The DFA gave no explanation for the move. Del Rosario was scheduled to attend a business meetingFriday in Hong Kong. He was travelling on a diplomatic passport.
The DFA said Del Rosario’s passport was revalidated on June 18, ahead of his business trip to the Chinese special administrative region. Del Rosario and former Ombudsman Conchita Carpio Morales, along with a group of Filipino fishermen, filed with the International Criminal Court in The Hague last March 15 a complaint against Chinese President Xi Jinping and other officials for what they alleged as crimes against humanity in the West Philippine Sea.
DFA said the government started issuing courtesy diplomatic passports in 1993, but added these would only accord them “usual port courtesies” at immigration points abroad, and not diplomatic immunity.
On his detention at the airport in Hong Kong and the denial of his entry, Del Rosario’s camp said Hong Kong could have possibly violated its treaty obligations under the Vienna Convention, which shields diplomatic agents and their families from criminal, civil and administrative prosecution.
Del Rosario said the DFA assured him that his ordeal will be “expeditiously handled,” and that it would suggest filing a protest over Hong Kong’s failure to respect his diplomatic passport.

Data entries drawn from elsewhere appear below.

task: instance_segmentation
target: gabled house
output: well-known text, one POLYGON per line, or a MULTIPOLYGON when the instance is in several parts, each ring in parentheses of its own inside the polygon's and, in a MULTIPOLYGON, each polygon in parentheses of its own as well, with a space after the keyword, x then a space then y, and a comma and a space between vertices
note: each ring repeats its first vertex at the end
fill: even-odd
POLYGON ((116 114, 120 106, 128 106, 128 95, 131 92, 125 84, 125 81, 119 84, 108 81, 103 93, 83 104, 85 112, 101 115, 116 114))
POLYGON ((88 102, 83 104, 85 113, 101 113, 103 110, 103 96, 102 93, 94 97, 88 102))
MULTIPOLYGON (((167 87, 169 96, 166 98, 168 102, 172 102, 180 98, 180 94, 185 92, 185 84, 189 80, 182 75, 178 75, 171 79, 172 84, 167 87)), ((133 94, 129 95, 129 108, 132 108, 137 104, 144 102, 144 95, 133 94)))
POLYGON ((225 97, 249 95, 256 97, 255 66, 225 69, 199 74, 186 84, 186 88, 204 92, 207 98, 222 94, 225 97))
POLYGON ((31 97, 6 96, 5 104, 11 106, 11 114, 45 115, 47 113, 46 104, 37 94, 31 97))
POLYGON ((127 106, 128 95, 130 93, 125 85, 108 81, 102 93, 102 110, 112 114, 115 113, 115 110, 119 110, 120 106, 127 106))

It was Del Rosario’s first trip to Hong Kong since he and Morales filed the complaint against Xi in the ICC. Morales also suffered the same ordeal in Hong Kong last month. She was detained at the Hong Kong airport but was later given a clearance to enter, but she opted to fly back to Manila instead. Del Rosario, on the other hand, never got a permission from the Hong Kong immigration officers.
Speaking to CNN Philippines Saturday evening, Del Rosario doubted if the DFA would push through with the move to cancel courtesy diplomatic passports. He said the issuance of these courtesy diplomatic passports is “a tradition in the DFA”.